The molecular studies performed in patients with isolated del(5q) have contributed to define the functional role of the various genes present in the deleted regions of 5q, whose loss contributes to a pathogenetic mechanism of contiguous gene effect in which the final hematologic phenotype is dependent upon the collective effect of different gene deletions. However, although del(5q) is a key pathogenic event in 5q^- syndrome, some co-occurring somatic mutations, including TP53, SF3B1, CSNK1A1 and RUNX1 mutations affect the outcomes of these patients reducing the response to treatment and/or increasing the risk of AML development. Given this heterogeneity of MDS with isolated del/5q), an integration of of morphologic, clinical, cytogenetic and genomic data for each patient is required to identify different clinical entities of patients and to monitor their response to treatment.

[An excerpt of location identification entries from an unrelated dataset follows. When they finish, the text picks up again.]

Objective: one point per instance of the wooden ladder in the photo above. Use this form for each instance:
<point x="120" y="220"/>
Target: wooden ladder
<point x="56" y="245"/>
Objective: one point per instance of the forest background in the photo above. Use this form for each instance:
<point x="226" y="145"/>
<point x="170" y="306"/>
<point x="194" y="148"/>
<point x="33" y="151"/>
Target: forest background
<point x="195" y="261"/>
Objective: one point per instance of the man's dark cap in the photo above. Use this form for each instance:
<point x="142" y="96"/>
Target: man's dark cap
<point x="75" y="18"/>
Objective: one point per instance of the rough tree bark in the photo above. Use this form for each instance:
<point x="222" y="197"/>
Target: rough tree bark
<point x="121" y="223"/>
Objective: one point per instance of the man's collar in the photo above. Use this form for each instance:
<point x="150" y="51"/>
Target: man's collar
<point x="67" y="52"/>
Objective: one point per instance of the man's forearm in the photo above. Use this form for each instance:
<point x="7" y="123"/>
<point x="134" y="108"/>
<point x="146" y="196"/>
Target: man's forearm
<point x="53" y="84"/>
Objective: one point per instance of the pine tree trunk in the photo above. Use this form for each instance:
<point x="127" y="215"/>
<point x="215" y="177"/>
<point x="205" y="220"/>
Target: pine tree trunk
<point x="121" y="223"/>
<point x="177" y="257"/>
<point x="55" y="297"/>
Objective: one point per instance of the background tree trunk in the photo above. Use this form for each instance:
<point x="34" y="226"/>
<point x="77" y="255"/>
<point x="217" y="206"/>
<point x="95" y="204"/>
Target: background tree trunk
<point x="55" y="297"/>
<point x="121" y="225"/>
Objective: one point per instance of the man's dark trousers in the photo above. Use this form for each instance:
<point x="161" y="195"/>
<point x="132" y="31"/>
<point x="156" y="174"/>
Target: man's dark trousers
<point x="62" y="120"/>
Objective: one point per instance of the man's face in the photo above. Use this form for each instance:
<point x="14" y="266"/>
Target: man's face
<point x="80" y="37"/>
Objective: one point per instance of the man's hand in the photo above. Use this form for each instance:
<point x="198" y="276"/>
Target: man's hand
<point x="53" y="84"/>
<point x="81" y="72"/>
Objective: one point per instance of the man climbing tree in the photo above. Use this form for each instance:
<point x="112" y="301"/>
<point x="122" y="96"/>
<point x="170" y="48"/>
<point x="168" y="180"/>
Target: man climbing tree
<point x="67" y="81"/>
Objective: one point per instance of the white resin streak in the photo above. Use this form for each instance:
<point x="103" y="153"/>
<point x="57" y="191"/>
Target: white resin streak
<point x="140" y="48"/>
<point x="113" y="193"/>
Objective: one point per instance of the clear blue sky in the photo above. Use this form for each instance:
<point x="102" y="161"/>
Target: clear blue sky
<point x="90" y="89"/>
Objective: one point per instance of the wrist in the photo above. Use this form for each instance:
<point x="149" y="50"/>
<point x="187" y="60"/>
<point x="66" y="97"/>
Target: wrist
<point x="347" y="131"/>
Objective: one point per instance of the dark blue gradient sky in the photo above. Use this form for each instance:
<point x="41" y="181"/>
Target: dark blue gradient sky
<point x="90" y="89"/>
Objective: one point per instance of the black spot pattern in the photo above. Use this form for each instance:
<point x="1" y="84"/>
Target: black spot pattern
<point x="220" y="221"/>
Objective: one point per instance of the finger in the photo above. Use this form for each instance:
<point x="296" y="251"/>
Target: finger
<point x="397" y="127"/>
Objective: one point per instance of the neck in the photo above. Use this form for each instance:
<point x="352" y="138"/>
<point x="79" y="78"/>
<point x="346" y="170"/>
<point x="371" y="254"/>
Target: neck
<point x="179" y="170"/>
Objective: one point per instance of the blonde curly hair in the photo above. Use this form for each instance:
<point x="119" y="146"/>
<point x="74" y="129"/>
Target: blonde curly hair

The other group of MDS with del(5q) associated with CK and TP53 alterations can be subdivided into four different subgroups: a subgroup with biallelic TP53 alterations and frequent del(5q), a subgroup with monoallelic TP53 alterations and frequent del(5q); a subgroup with p53 hyperexpression without TP53 mutations or chromosome 17 aberrations and with less frequent del(5q); a subgroup without TP53 mutations but with frequent chromosome 17 deletions and less frequent del(5q). The identification of these patients requires an accurate cytogenetic and molecular analysis. The prognosis of these patients is poor, particularly of those with biallelic TP53 alterations or with p53 hyperexpression. The treatment of these patients is challenging and is mainly based on hypomethylating agents, followed when possible by allogeneic SCT.